Now, with 40 days to the American presidential election — and with Elon Musk touting his plans for “making humans an interplanetary species” — the mission to Venus seems less astounding than the rise of Trump, an unqualified, unsuitable, and dangerous candidate. What’s more, “Hillary Orbits Venus,” for all its wackiness, now seems like a more subtle, fair, and realistic treatment of HRC than many outlandish versions of her that appear in the American press and online.

The speculative fiction reminds us that HRC has long been subject to speculation, projection, and fantasy: far more so than her male colleagues. She is sui generis, which leaves many people in a quandary about who — or what — she is, so we fall back stereotypes: superwoman, dominatrix, Lady Macbeth, Amazon, cyborg. Her ambition seems astonishing at best and malevolent at worst. Some claim that she is driven more by political calculation than conviction, more by personal greed and lust for power than the high ideals she espouses. Those who can’t wrap their heads around HRC weave paranoid and conspiratorial theories around her.

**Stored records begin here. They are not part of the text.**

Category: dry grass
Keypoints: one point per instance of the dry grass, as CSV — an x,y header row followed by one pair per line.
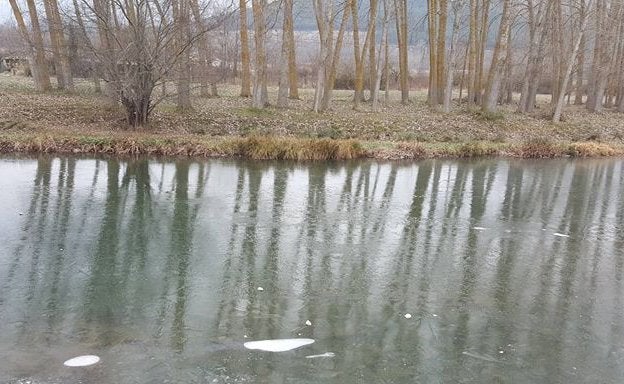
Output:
x,y
87,123
592,149
540,148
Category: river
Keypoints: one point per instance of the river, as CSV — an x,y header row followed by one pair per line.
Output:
x,y
488,271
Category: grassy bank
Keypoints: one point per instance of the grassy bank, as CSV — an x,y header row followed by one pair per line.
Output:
x,y
288,148
86,123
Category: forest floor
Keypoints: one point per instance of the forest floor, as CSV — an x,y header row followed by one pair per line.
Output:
x,y
226,126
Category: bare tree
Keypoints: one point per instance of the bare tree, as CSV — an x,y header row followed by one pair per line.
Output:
x,y
39,65
329,52
245,55
498,61
259,92
140,44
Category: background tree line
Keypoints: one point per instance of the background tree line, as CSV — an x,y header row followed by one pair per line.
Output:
x,y
480,53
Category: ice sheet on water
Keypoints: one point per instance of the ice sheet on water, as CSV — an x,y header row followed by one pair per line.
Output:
x,y
326,354
278,345
82,361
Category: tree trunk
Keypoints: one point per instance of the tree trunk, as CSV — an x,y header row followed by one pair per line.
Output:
x,y
259,95
376,81
472,55
482,43
203,50
245,55
360,54
450,68
59,46
289,35
400,7
498,62
282,92
181,18
42,81
570,62
580,63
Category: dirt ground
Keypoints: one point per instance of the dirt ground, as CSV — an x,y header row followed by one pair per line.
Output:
x,y
84,112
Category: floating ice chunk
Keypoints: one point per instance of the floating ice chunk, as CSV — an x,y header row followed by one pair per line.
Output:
x,y
278,345
326,354
82,361
481,357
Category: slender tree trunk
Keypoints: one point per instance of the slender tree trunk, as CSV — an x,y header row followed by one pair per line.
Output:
x,y
293,81
43,76
203,50
245,55
580,63
183,84
472,55
400,7
382,48
483,33
450,67
282,92
259,96
498,62
432,22
334,54
59,45
441,51
570,62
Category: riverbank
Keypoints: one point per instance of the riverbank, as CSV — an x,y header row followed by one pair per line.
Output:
x,y
86,123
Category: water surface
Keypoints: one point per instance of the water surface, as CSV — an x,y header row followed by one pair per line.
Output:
x,y
510,271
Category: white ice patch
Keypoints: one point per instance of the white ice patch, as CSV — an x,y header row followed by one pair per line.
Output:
x,y
278,345
326,354
82,361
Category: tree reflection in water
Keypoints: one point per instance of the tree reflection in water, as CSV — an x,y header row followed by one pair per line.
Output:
x,y
156,266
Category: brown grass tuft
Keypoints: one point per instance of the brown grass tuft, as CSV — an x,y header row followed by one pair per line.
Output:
x,y
476,149
591,149
539,148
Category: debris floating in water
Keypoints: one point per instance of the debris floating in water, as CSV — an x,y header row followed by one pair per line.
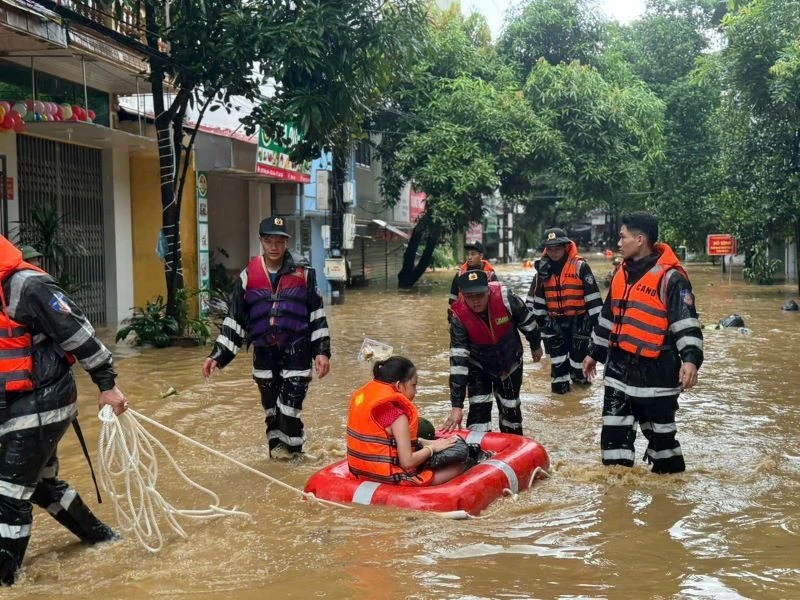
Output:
x,y
374,350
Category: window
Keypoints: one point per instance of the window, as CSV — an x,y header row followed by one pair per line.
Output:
x,y
364,153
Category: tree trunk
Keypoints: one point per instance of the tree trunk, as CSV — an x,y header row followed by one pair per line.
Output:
x,y
797,251
169,135
410,273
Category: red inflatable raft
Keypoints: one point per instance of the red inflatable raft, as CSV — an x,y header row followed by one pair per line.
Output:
x,y
516,462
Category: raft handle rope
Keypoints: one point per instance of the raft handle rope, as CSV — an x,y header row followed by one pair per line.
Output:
x,y
127,450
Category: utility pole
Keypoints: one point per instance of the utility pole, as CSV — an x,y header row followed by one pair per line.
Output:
x,y
339,175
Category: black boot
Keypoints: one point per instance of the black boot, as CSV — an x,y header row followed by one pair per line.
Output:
x,y
77,518
82,522
9,565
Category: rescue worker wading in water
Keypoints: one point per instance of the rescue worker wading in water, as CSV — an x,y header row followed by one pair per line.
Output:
x,y
42,332
650,339
566,301
475,261
486,353
277,307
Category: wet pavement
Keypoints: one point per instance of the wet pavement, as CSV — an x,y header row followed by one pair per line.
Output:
x,y
727,528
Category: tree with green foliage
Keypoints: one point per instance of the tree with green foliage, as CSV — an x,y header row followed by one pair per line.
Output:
x,y
667,49
325,61
557,31
457,127
761,112
611,135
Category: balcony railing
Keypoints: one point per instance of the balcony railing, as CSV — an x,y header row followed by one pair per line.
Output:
x,y
113,14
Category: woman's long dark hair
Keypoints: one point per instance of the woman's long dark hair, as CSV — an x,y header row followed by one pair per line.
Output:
x,y
394,369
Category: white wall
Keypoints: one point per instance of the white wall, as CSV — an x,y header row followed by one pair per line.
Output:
x,y
117,234
229,219
8,147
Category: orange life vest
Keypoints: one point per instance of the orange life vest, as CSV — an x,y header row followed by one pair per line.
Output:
x,y
496,345
640,314
371,452
485,266
16,352
564,293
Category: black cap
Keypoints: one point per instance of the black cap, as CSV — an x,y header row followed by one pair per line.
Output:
x,y
555,237
477,246
273,226
473,282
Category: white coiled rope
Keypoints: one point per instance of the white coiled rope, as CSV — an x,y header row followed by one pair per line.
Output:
x,y
127,453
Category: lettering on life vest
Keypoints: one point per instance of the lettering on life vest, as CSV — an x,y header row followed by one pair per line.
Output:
x,y
646,289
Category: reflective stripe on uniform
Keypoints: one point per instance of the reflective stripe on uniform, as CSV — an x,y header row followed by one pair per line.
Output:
x,y
638,392
480,399
44,418
681,343
14,490
223,340
96,359
662,454
659,427
618,421
317,314
319,333
480,427
285,373
78,338
619,454
14,532
289,411
513,483
289,441
475,437
684,324
237,329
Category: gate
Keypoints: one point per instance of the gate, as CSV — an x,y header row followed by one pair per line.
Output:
x,y
67,179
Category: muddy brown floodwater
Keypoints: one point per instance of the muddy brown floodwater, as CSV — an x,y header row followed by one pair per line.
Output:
x,y
727,528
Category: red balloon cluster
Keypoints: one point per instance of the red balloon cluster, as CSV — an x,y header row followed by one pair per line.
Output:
x,y
15,115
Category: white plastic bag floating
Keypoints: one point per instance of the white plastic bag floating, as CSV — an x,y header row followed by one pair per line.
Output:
x,y
374,350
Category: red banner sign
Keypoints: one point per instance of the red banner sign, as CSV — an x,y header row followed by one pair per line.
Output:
x,y
720,244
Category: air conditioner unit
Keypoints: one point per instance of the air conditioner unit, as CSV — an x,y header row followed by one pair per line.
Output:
x,y
323,189
347,195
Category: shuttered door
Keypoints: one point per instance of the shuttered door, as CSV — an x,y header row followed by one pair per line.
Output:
x,y
69,177
382,261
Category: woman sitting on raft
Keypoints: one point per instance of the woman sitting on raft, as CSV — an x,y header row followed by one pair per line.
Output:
x,y
382,427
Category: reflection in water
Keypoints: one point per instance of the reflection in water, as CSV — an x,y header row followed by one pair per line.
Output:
x,y
727,528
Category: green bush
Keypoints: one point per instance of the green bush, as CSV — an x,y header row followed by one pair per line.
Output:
x,y
762,268
442,258
150,324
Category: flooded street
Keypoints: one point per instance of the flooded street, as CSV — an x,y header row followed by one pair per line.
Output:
x,y
727,528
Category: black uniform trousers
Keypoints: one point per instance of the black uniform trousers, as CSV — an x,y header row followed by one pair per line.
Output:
x,y
283,374
645,392
567,348
29,475
482,388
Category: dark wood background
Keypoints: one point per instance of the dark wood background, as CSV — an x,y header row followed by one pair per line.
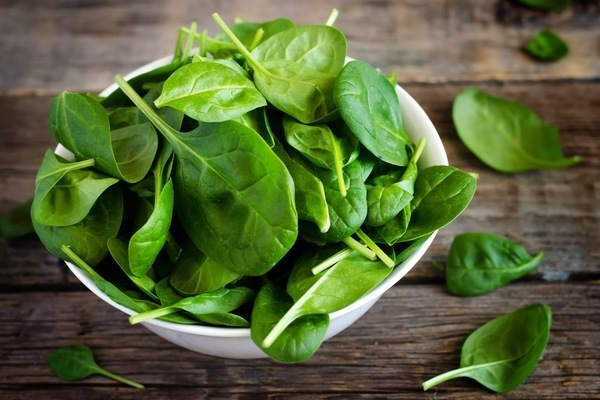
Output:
x,y
416,330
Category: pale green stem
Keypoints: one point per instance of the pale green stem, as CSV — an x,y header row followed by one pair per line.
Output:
x,y
331,261
332,17
361,248
260,32
373,246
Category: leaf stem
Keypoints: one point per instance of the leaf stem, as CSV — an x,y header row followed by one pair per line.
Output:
x,y
373,246
332,17
151,314
361,248
118,378
331,261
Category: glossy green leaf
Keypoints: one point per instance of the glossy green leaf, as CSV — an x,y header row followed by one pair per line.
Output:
x,y
547,46
82,125
300,339
338,287
505,135
441,194
480,262
368,103
226,172
210,92
76,362
88,238
196,273
502,353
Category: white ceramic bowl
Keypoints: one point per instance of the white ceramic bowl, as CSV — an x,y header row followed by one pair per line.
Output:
x,y
236,342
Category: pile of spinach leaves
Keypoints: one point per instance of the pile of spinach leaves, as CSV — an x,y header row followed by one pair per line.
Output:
x,y
259,181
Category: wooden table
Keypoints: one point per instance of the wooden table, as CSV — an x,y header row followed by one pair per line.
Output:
x,y
416,330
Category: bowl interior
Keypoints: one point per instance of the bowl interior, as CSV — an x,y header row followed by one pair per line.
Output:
x,y
417,125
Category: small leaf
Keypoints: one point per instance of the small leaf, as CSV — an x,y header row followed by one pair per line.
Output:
x,y
502,353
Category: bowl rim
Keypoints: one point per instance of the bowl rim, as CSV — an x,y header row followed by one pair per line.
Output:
x,y
416,112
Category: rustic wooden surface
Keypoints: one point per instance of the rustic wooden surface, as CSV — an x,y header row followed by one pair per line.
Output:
x,y
416,330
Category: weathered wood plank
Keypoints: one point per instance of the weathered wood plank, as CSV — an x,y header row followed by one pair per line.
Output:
x,y
81,45
413,333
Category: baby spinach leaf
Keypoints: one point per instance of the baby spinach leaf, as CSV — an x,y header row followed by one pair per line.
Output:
x,y
76,362
88,238
441,194
210,92
300,339
369,105
505,135
298,82
118,250
503,352
196,273
17,222
226,172
246,31
218,301
322,147
338,287
481,262
547,5
82,125
547,46
347,213
311,202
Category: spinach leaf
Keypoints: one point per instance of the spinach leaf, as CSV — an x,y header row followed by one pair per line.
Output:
x,y
368,103
502,353
347,213
547,5
299,340
226,172
88,238
505,135
196,273
295,69
221,300
118,250
17,222
82,125
481,262
547,46
75,362
210,92
441,194
309,193
322,147
338,287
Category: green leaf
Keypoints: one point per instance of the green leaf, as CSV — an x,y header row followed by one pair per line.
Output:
x,y
208,91
82,125
502,353
442,193
300,339
505,135
547,5
547,46
338,287
481,262
368,103
76,362
226,172
17,222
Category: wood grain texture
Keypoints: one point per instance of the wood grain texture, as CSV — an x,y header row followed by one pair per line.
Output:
x,y
402,341
80,45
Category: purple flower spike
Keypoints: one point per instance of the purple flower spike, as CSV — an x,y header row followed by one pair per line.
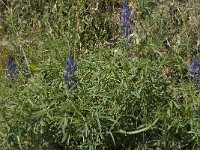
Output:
x,y
71,67
127,23
12,68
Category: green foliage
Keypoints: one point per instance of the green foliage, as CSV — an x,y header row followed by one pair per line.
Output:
x,y
128,96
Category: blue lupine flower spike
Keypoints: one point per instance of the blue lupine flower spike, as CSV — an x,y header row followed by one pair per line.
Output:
x,y
71,67
12,68
127,23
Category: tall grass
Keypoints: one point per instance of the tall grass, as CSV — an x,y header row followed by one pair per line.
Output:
x,y
128,96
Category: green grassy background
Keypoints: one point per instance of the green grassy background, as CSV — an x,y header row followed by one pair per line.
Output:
x,y
135,96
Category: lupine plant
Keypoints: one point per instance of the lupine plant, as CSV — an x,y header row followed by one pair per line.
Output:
x,y
12,68
71,67
194,73
127,22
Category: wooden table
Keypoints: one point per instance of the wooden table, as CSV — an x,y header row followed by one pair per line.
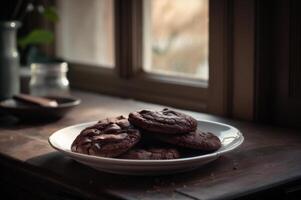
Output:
x,y
267,164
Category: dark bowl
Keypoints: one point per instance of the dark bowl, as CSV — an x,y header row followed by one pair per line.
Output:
x,y
28,111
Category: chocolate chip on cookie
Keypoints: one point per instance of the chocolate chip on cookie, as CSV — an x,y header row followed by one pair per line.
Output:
x,y
108,138
165,121
194,140
151,154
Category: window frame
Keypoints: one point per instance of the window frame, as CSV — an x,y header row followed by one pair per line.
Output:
x,y
127,79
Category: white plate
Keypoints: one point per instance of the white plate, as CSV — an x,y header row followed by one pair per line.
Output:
x,y
231,138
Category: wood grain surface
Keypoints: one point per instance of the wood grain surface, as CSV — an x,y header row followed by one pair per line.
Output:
x,y
269,158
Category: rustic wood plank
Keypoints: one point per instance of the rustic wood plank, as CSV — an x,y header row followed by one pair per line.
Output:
x,y
268,157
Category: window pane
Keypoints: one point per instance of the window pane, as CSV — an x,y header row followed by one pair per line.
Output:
x,y
85,32
176,37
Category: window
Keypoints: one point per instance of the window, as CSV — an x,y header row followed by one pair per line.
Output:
x,y
159,50
176,41
85,32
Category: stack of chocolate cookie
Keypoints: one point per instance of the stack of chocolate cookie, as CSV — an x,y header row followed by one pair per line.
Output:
x,y
146,135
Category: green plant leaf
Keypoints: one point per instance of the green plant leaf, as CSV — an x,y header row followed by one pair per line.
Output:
x,y
51,14
37,36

One inane but telling hypothesis about HRC is that she is awkward and aloof, not “a natural” like her husband, and that she’s “robotic” or “inhuman.” HRC addressed these objections, dipping into science fiction when she joked to buzzfeed that she was “constructed in a garage in Palo Alto.” The quip came a little too close to a barely-under-the-surface anxiety about HRC: the fear of a fembot programmed to destroy American values (and the Second Amendment) with the shrill cry of “I didn’t stay home and bake cookies.”

Science fiction has long been the domain of fantastic female creatures, whether alien, human, machine, or some hybrid. At their most sophisticated, these speculative fictions can unsettle norms of gender and sex, making us reflect upon what we take for granted. In “Hillary Orbits Venus,” the astronautrix has seemingly superhuman drive; at the same time, she grapples with the real paradoxes and trade-offs facing any woman who aspires to power in America today. Rather than seeing such a combination of experiences and resourcefulness as an advantage, however, some Americans seem to view it as another reason to be suspicious of HRC, as if all her knowledge and proficiency amounts to what Trump terms “bad experience.”

The idea that HRC lacks humanity, despite her long track record as an advocate of human rights, while Trump is embraced as “a character” — because he played one on reality tv game show? — is preposterous. So are the complaints that HRC is “inauthentic” while Trump is thought to be “telling it like it is,” with his Tourette-like outbursts whenever he strays from the teleprompter. There are legitimate questions about HRC’s policies, history, and conduct. Let’s ask them. But know that years from now, the election of 2016 is going to be remembered as a time when reality itself was under siege and America looked, to the rest of the world, like a fantastic fiction.